Le SNU s'articule autour de la jeunesse. Les armées ont beaucoup de choses à apporter à la jeunesse. Elles s'y sont toujours intéressées. Il y a par exemple le service militaire adapté (SMA) et le service militaire volontaire (SMV) qui, à mon sens, ne peuvent être considérés comme des instruments de militarisation de la jeunesse, car le terme militaire renvoie plus au style d'encadrement qu'au contenu des activités. Or, il y a dans le SMA et le SMV une implication de l'armée beaucoup plus forte que celle prévue dans le SNU sans que cela ne se traduise par une militarisation. De même, je ne vois pas de militarisation dans les classes de défense et sécurité globale organisées en coopération par des professeurs de l'Éducation nationale, qui peuvent rechercher le concours des armées, d'unités militaires pour des témoignages et d'autres activités.

En tant que citoyen, je considère que la jeunesse, qui est l'avenir de notre pays, mérite qu'on s'y intéresse. En tant que militaire, je pense que les armées ont quelque chose à lui apporter. En parlant de cohésion nationale, je ne pense pas : « Engagez-vous ! ». Recruter des jeunes Françaises et de jeunes Français est certes essentiel, mais en matière de force morale, la cohésion nationale est d'un ordre encore supérieur. « Engagez-vous ! » concerne une faible partie des Françaises et des Français, tandis que la cohésion nationale concerne tout le monde. Le SNU est conforme à cette approche globale qui permettra de toucher toute une classe d'âge. En effet, la surface de contact entre les armées et la population civile est très restreinte. Au total, tous les efforts consentis par les armées dans le cadre du SNV, du SMA, des classes de défense et sécurité globale et des préparations militaires touchent environ 40 000 jeunes par an, sur une classe d'âge de 800 000.

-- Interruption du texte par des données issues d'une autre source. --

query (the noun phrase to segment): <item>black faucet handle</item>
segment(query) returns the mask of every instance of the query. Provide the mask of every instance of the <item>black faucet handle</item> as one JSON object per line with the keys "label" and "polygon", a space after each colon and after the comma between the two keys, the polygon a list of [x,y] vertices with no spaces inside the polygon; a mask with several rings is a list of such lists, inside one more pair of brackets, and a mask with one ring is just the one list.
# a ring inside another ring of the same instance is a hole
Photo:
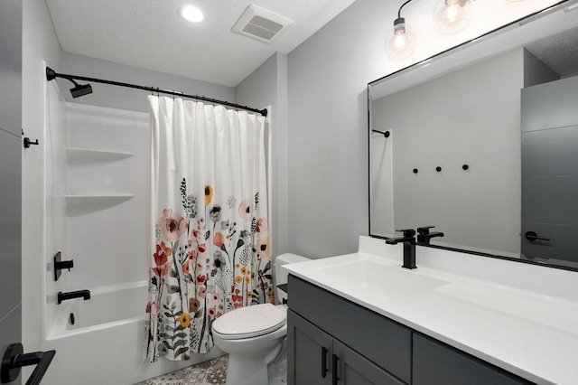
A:
{"label": "black faucet handle", "polygon": [[415,230],[414,229],[396,230],[396,231],[403,232],[404,233],[404,238],[411,238],[411,237],[414,237],[415,235]]}
{"label": "black faucet handle", "polygon": [[422,226],[417,228],[417,232],[424,235],[429,234],[430,229],[434,229],[435,226]]}

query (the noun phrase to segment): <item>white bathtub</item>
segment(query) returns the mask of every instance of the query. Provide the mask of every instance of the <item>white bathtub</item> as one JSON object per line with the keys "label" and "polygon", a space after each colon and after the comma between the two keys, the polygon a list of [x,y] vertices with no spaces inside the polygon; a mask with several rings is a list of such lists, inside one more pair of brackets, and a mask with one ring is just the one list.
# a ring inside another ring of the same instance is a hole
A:
{"label": "white bathtub", "polygon": [[223,354],[213,349],[188,362],[143,361],[147,282],[89,290],[89,300],[48,305],[57,306],[58,319],[46,330],[42,350],[56,355],[42,385],[131,385]]}
{"label": "white bathtub", "polygon": [[135,321],[141,321],[144,325],[147,285],[146,281],[141,281],[101,286],[90,289],[89,300],[63,301],[57,305],[58,320],[47,338],[62,338]]}

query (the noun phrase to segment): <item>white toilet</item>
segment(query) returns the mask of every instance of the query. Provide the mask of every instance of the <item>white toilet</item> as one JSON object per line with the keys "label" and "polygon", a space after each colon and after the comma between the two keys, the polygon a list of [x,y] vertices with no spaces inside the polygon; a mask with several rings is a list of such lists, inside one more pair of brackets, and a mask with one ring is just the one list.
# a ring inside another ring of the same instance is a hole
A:
{"label": "white toilet", "polygon": [[[308,258],[283,254],[275,261],[275,298],[283,303],[286,294],[277,286],[287,282],[281,266],[303,262]],[[212,325],[213,341],[228,353],[227,385],[267,385],[267,365],[284,352],[287,336],[285,305],[254,305],[233,310],[217,318]]]}

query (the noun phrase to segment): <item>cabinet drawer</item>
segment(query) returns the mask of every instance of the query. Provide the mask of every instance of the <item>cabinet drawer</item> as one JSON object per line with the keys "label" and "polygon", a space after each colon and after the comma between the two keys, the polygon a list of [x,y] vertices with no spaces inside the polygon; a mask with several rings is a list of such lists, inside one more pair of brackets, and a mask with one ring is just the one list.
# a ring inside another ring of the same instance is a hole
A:
{"label": "cabinet drawer", "polygon": [[411,380],[411,329],[289,276],[289,307],[405,382]]}
{"label": "cabinet drawer", "polygon": [[443,343],[414,333],[414,385],[529,385]]}

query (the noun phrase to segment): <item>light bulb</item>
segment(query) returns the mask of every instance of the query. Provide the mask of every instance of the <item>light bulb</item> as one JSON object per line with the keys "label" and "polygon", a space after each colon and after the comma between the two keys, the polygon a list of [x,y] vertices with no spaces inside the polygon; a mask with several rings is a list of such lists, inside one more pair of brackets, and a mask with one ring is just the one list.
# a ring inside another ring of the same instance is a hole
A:
{"label": "light bulb", "polygon": [[406,19],[399,17],[394,22],[394,31],[387,40],[386,48],[391,59],[406,59],[414,53],[415,35],[412,28],[406,24]]}
{"label": "light bulb", "polygon": [[469,0],[440,0],[434,11],[437,32],[452,34],[462,31],[470,24]]}
{"label": "light bulb", "polygon": [[205,18],[199,8],[191,5],[179,8],[179,15],[191,23],[200,23]]}

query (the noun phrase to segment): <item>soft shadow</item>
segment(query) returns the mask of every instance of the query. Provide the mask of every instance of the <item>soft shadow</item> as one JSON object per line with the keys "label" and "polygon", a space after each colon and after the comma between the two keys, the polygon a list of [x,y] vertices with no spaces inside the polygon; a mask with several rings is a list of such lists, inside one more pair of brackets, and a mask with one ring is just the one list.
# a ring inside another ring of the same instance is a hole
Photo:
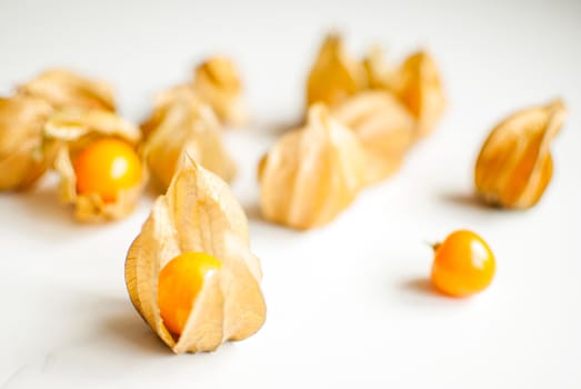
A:
{"label": "soft shadow", "polygon": [[70,207],[61,203],[57,188],[41,187],[32,191],[19,193],[19,200],[26,206],[23,209],[37,221],[47,219],[53,222],[57,220],[64,225],[77,225]]}
{"label": "soft shadow", "polygon": [[149,328],[138,313],[122,310],[102,322],[103,336],[113,339],[139,352],[168,355],[169,348]]}
{"label": "soft shadow", "polygon": [[419,295],[429,295],[431,297],[440,295],[428,278],[412,278],[407,280],[401,285],[401,289]]}
{"label": "soft shadow", "polygon": [[408,306],[450,306],[459,307],[463,306],[462,299],[447,296],[437,290],[429,278],[427,277],[414,277],[404,280],[398,286],[399,300]]}
{"label": "soft shadow", "polygon": [[269,222],[262,216],[262,211],[260,210],[260,205],[258,202],[243,205],[242,208],[244,209],[244,212],[247,213],[247,217],[249,220],[264,222],[264,223]]}
{"label": "soft shadow", "polygon": [[302,118],[254,122],[247,132],[267,136],[281,136],[284,132],[299,128],[304,123]]}

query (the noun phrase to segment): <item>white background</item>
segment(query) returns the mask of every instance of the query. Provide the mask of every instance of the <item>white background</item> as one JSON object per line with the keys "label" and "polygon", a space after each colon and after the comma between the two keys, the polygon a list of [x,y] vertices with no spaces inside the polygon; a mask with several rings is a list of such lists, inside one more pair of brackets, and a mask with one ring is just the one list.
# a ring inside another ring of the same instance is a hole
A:
{"label": "white background", "polygon": [[[254,171],[300,116],[329,28],[358,54],[373,42],[394,61],[428,48],[449,107],[394,178],[301,233],[260,219]],[[2,0],[2,93],[64,66],[112,82],[121,113],[139,121],[154,93],[204,56],[236,59],[254,122],[226,137],[268,318],[243,342],[173,356],[123,283],[151,199],[123,221],[79,226],[49,177],[36,191],[0,196],[0,388],[580,388],[580,42],[574,0]],[[479,206],[472,169],[490,128],[557,96],[570,117],[541,203]],[[440,297],[427,281],[424,241],[458,228],[483,236],[498,261],[491,288],[468,300]]]}

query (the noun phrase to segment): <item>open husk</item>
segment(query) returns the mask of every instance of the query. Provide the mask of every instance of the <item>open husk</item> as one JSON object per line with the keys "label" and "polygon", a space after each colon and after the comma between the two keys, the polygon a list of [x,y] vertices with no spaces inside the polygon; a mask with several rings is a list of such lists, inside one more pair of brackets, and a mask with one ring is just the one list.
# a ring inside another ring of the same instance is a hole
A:
{"label": "open husk", "polygon": [[551,181],[550,143],[567,117],[561,100],[524,109],[498,124],[475,164],[477,191],[487,202],[504,208],[534,206]]}
{"label": "open husk", "polygon": [[108,83],[66,69],[47,70],[20,86],[18,91],[43,99],[54,109],[116,110],[113,91]]}
{"label": "open husk", "polygon": [[51,112],[34,97],[0,98],[0,191],[30,187],[50,166],[42,126]]}
{"label": "open husk", "polygon": [[329,34],[307,80],[307,107],[315,102],[339,103],[365,86],[362,63],[348,56],[340,36]]}
{"label": "open husk", "polygon": [[295,229],[322,226],[365,184],[364,162],[357,136],[314,104],[305,127],[286,133],[260,162],[262,213]]}
{"label": "open husk", "polygon": [[390,92],[360,92],[331,110],[365,148],[365,181],[379,182],[401,166],[414,139],[417,121]]}
{"label": "open husk", "polygon": [[74,206],[80,221],[121,219],[133,211],[143,189],[147,174],[134,188],[119,192],[116,201],[104,202],[98,194],[77,192],[77,177],[72,161],[88,144],[103,137],[119,138],[136,147],[140,131],[112,112],[103,110],[69,109],[54,112],[44,124],[46,147],[56,150],[54,169],[60,174],[61,201]]}
{"label": "open husk", "polygon": [[142,147],[144,159],[162,191],[169,187],[186,154],[226,181],[236,176],[216,114],[189,87],[162,93],[142,128],[147,133]]}
{"label": "open husk", "polygon": [[[126,261],[126,283],[141,317],[174,352],[212,351],[257,332],[266,318],[260,262],[249,250],[248,220],[228,184],[191,159],[160,196]],[[181,336],[160,316],[160,270],[183,252],[222,262],[199,292]]]}
{"label": "open husk", "polygon": [[373,46],[363,58],[363,68],[370,89],[393,91],[397,71],[385,61],[385,54],[380,46]]}
{"label": "open husk", "polygon": [[242,99],[242,81],[229,58],[212,57],[196,68],[192,88],[209,103],[226,124],[248,122],[248,109]]}
{"label": "open husk", "polygon": [[388,83],[418,120],[418,136],[429,134],[445,108],[442,80],[433,59],[423,51],[411,54]]}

Donner une coloration trop militaire au SNU ne donnerait pas les résultats escomptés et ce n'est pas ce que souhaitent les armées.

Je constate que la dissuasion fonctionne. Elle exige des certitudes. La dissuasion est vivante, puisque tous les cas sont différents, et elle s'est adaptée à ce cas de figure. Vous évoquez la dissuasion française et l'Europe. Dans son discours du 7 février 2020, le Président de la République déclarait : « nos forces nucléaires renforcent la sécurité de l'Europe par leur existence même et, à cet égard, ont une dimension authentiquement européenne ». Ces paroles s'adressaient aux pays européens, et la dissuasion, c'est un homme, le Président de la République.

Le traité sur l'interdiction des armes nucléaires affaiblit le processus de désarmement de l'ONU (TNP), auquel nous participons. Il y a deux voies divergentes. Le traité sur la non-prolifération est très important. Soyons attentifs à la capacité de déstabilisation qui pourrait en résulter et à nos préoccupations vis-à-vis de l'Iran.